Jesse Silverberg tanzt und springt bei Heavy-Metal-Konzerten im sogenannter Mosh Pit. Bei einem Konzertbesuch blieb er jedoch seiner Freundin zuliebe am Rand. Dabei fiel ihm auf, dass er die Bewegungen der Fans aus seinem Physikstudium kannte und fing an zu forschen.

Von Christine Kewitz | 25.02.2013
    Stellen sie sich vor, sie sind auf einem Konzert dieser Band. Es ist laut, es ist wild, es ist heiß. Die Leute um sie herum springen und schwitzen. Sie befinden sich in der wilden Menschentraube vor der Bühne, in der man sich so ungehemmt und frei wie nirgendwo zur Musik bewegen kann. Sie sind im Mosh Pit!

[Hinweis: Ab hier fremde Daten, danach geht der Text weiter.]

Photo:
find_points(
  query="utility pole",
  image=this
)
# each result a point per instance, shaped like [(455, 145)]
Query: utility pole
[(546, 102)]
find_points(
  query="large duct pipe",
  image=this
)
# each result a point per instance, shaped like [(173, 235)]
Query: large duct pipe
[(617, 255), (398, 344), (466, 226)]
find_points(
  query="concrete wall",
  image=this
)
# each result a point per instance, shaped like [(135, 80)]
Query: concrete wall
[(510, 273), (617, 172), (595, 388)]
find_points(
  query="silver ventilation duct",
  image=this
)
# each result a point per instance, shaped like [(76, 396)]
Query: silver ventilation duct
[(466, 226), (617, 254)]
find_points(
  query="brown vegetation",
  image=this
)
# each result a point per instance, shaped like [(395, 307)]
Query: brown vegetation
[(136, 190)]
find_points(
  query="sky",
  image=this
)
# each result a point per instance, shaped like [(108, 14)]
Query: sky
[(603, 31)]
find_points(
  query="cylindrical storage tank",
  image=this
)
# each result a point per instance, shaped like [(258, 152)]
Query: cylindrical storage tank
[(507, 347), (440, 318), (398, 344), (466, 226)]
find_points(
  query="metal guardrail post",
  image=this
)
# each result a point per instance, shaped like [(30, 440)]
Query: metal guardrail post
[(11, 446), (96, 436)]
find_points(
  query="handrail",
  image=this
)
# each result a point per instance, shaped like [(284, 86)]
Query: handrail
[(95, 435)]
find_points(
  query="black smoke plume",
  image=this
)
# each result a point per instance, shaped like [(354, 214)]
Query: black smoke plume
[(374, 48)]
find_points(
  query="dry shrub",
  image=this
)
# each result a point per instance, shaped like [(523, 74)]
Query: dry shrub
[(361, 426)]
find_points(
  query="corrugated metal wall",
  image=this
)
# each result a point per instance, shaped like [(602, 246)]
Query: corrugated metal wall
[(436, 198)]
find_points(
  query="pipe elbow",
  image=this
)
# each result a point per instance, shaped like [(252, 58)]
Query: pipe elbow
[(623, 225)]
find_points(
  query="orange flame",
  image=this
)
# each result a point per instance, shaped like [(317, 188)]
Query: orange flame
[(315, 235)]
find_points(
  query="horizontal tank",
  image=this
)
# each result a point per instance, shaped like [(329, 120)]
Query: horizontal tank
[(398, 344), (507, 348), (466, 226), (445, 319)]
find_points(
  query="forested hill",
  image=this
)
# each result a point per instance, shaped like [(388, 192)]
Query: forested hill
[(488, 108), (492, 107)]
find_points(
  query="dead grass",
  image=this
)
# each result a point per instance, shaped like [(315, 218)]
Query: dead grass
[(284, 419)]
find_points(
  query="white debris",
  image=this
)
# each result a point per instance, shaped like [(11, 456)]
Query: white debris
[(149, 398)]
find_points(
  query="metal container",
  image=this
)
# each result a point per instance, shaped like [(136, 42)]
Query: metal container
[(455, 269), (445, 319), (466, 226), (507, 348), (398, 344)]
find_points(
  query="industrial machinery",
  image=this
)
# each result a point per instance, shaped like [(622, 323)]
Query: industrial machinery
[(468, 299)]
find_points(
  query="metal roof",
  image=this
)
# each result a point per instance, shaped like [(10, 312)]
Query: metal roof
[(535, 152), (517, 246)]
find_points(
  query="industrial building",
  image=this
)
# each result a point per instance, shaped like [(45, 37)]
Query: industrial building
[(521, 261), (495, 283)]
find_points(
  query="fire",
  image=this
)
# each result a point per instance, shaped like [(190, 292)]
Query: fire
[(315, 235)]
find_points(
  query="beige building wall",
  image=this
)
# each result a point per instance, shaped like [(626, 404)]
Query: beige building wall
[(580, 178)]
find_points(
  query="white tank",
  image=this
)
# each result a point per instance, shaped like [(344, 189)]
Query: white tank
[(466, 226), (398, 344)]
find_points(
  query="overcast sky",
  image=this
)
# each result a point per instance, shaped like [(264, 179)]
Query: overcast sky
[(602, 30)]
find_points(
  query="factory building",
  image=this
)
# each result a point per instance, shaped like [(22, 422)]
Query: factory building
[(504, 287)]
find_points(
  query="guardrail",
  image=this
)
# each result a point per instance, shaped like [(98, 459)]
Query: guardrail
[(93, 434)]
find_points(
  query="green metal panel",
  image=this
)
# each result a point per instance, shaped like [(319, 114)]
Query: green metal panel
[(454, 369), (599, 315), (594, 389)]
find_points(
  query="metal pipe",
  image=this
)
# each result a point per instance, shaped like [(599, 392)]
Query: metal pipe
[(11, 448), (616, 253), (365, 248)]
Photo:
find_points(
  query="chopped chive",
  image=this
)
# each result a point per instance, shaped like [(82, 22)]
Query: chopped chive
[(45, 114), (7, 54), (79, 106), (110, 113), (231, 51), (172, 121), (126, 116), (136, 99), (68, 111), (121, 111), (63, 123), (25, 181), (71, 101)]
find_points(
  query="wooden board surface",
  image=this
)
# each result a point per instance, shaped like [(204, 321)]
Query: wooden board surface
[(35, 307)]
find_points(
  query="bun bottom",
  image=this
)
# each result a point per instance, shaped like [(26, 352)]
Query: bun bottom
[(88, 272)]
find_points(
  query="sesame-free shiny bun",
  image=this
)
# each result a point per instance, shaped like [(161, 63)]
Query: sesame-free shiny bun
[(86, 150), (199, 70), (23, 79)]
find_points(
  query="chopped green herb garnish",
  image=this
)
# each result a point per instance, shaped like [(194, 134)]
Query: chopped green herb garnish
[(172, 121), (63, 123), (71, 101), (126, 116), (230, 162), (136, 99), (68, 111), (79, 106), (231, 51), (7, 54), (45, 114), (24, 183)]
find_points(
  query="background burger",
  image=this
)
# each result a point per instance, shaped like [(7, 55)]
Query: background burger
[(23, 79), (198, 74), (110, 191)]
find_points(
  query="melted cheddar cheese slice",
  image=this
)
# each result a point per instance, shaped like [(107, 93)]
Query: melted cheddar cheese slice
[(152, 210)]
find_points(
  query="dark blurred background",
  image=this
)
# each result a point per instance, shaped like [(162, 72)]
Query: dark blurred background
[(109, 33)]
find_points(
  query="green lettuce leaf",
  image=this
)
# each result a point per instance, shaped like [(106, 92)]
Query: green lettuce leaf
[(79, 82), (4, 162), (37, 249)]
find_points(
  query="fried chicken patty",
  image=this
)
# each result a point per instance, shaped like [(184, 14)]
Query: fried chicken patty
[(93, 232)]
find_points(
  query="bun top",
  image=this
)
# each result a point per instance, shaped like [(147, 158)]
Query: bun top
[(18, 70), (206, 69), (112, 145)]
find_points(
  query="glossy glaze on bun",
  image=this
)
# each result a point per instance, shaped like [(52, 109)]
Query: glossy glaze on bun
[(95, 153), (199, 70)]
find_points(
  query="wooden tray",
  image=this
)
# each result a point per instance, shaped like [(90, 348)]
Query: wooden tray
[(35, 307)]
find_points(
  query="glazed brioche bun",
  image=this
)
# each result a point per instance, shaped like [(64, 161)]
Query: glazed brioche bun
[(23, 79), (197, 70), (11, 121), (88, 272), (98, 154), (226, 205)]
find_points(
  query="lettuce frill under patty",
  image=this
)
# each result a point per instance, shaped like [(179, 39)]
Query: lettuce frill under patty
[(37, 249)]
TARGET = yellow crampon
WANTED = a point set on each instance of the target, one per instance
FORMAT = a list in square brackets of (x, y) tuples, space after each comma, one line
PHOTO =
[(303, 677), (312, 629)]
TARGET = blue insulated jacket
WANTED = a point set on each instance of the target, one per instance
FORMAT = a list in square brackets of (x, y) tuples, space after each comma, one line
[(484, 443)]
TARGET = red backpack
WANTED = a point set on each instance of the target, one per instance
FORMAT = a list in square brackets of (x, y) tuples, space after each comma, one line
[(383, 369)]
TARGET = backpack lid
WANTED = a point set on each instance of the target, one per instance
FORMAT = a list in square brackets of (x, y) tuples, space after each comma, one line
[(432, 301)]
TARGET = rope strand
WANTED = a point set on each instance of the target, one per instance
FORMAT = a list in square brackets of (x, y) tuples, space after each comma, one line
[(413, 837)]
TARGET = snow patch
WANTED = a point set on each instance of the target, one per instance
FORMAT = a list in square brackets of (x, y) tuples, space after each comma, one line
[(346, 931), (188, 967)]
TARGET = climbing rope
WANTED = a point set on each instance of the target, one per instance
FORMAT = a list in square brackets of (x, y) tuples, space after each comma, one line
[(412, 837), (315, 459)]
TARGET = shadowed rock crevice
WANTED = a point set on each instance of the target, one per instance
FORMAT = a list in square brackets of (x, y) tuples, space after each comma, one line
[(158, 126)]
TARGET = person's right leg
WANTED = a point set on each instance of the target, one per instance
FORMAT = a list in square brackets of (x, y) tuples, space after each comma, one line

    Max Möhler ist regelmäßiger Konzertgänger, Festivalliebhaber und Mosh-Pit-Profi. An sein erstes Mal in der Mosh-Menge erinnert er sich noch gut.

    "Dann hat diese Band auf einmal angefangen zu spielen und dann stand ich so mitten drin, zehn Meter vor der Bühne und dann habe ich richtig Schiss bekommen, weil sich alles bewegt hat und ich brauchte bestimmt zehn Minuten, um damit klar zu kommen. Dann fand ich’s aber geil. Aber im ersten Moment kann man ja gar nichts damit anfangen, wenn man so hin und her getrieben wird und vor, zurück fünf Meter. Voll die krasse Energie einfach. Die ganze Menge bewegt sich und du treibst mit denen nach vorne nach hinten, nach links, nach rechts. So wellenmäßig, vor zurück und wirst halt die ganze Zeit so getrieben"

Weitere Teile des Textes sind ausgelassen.